Once we nurture optimism, the next level is to be individually responsible. Whilst optimism motivates, responsibility is the beginning of the action that changes society. We accept that our governments are largely irresponsible, but we, the citizens, can become responsible. I say again, we, the people can be responsible!
- Through individual responsibility, we can stop throwing litter on the streets and dispose off our refuse properly.
- Through individual responsibility, we can treat our staff, subordinates and colleagues with dignity and fairness.
- Through individual responsibility, we can drive responsibly and with due care for other road users.
- Through individual responsibility, we can force the police to change by not giving bribes, we can make governments – local, state and national to sit up and shape up.
- Through individual responsibility, we can begin a revolution devoid of guns, spears and arrows that will go viral and transform our society.
Becoming responsible does come with a cost. It will inconvenience, it may lose you contracts, but these are hardly huge prices to pay for social and national change. People paid with their lives in Britain for the right to vote. Martin Luther King Jnr and many others paid with their lives for the civil rights enjoyed by millions of black Americans today. School children paid with their lives in the Sharpeville massacre of 1960 for today’s black majority rule in South Africa. My point is that, responsibility is not lame. True responsibility is an action thing. It talks, it refuses, and it is often painful.

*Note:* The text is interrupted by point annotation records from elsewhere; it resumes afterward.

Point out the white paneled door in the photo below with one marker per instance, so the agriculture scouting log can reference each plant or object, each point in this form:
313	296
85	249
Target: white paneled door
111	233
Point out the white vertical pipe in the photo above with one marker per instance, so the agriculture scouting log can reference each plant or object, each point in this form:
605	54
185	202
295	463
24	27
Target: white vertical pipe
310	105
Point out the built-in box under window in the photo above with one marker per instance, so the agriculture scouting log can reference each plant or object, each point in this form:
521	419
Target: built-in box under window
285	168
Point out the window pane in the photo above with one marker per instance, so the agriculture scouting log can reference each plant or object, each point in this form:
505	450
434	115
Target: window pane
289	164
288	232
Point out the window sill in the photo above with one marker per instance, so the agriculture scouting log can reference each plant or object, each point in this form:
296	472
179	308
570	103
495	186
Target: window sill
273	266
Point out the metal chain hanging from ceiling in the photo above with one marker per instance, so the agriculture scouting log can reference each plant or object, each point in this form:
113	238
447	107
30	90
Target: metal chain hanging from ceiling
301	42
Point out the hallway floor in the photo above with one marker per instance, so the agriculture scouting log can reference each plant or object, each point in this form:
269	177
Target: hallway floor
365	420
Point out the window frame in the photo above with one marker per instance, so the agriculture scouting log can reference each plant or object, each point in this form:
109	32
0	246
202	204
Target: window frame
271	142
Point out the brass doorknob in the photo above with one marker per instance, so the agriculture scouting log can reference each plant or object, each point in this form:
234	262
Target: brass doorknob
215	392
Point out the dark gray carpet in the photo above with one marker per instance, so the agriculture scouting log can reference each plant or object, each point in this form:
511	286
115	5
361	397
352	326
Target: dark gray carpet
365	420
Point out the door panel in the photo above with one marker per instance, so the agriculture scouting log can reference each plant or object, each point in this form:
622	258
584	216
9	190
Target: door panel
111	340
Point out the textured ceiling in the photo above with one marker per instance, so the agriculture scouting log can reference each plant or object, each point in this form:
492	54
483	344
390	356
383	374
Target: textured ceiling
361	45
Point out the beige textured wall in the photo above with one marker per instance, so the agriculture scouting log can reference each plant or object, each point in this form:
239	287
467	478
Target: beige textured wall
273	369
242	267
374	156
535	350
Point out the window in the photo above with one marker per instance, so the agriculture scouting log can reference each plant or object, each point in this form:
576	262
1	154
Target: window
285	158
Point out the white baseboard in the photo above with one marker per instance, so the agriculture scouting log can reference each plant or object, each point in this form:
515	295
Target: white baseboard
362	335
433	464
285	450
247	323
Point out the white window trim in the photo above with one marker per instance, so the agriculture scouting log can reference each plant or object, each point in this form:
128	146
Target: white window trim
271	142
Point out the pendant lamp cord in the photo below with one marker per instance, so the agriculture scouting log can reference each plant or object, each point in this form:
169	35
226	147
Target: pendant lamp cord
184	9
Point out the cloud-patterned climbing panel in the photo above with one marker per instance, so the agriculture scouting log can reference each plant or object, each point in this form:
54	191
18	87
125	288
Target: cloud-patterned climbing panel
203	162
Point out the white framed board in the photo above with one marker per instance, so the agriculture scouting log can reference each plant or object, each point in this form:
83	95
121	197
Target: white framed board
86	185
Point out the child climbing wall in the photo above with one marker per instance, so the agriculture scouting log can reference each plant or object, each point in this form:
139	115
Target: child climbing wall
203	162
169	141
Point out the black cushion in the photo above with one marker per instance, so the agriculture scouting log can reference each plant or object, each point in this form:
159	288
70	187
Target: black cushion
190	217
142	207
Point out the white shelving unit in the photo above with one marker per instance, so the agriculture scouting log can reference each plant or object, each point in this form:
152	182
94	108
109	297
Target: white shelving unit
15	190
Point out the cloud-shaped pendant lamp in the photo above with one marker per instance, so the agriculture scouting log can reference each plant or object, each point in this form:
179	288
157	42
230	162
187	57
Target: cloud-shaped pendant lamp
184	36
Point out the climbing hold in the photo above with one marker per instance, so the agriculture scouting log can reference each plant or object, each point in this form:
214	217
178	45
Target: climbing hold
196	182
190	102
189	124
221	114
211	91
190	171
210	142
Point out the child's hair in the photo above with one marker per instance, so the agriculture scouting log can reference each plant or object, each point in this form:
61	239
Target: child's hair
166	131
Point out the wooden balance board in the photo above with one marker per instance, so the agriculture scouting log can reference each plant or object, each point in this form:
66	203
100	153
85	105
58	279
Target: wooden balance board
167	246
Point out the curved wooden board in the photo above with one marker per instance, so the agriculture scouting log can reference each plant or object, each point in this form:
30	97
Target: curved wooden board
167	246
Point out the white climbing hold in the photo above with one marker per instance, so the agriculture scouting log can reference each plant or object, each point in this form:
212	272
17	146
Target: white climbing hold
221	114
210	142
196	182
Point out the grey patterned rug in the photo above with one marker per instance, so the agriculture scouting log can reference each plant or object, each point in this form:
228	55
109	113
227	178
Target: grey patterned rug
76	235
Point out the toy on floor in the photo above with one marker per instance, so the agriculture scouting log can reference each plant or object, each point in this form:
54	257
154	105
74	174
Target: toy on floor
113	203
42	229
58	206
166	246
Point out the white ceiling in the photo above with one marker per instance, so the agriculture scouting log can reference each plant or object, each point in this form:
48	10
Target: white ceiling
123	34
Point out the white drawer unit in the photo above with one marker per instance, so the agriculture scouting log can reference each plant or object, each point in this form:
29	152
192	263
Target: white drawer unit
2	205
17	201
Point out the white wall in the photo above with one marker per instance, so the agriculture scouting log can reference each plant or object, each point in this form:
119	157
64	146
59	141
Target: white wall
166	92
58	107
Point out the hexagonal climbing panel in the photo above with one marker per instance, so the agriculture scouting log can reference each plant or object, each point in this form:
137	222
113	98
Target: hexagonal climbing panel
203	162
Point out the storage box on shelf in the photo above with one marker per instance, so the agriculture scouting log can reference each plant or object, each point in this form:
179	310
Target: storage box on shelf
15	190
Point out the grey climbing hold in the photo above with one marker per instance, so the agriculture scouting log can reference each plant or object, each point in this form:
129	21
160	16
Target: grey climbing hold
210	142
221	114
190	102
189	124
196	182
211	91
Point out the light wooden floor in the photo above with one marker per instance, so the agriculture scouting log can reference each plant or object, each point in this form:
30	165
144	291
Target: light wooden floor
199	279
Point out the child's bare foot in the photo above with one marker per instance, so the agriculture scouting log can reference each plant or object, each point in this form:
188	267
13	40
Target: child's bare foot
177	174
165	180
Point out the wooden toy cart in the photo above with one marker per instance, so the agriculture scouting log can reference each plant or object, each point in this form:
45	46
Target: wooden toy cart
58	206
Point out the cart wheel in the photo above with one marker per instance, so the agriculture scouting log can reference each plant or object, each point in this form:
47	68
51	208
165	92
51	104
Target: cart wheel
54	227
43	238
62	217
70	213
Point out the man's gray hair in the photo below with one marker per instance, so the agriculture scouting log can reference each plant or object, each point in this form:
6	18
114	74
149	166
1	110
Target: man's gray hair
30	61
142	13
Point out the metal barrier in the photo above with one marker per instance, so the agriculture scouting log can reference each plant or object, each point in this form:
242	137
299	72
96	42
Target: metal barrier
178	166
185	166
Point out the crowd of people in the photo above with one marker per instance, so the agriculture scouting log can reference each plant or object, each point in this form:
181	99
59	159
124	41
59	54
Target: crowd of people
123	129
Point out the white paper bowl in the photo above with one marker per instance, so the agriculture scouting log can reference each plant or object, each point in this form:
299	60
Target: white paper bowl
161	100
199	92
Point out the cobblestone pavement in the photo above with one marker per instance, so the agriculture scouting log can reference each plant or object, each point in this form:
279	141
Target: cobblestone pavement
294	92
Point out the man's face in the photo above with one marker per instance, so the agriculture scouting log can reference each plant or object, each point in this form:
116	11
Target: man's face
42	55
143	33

What can make change faster is when we join efforts through community action. This is an extension of individual responsibility. Community action is in effect community responsibility. In Nigeria, we have several community groups such as religious bodies, schools, social clubs, sports clubs, unions, corporate organisations, professional bodies, residents associations that can begin to act as think-tanks and pressure groups.
Let us use these community groups to pressure our local, state and national governments to make change happen. If a significant number of these groups change their tack and become responsible, we will make change quicker and faster.
We can use these organisations and groups to support and fight for members who suffer because they refuse to give bribes. By standing together, it will be easier for individuals to stand up, knowing that they have the backing of others, and then we will be able to slay the Goliaths of bribery, police brutality and government irresponsibility.
So on this, our 50th independence anniversary, keep optimism alive, be responsible and use your influence to ensure that any organisation or group that you belong engages their community responsibly. The change we all yearn for will be nearer than we first believed.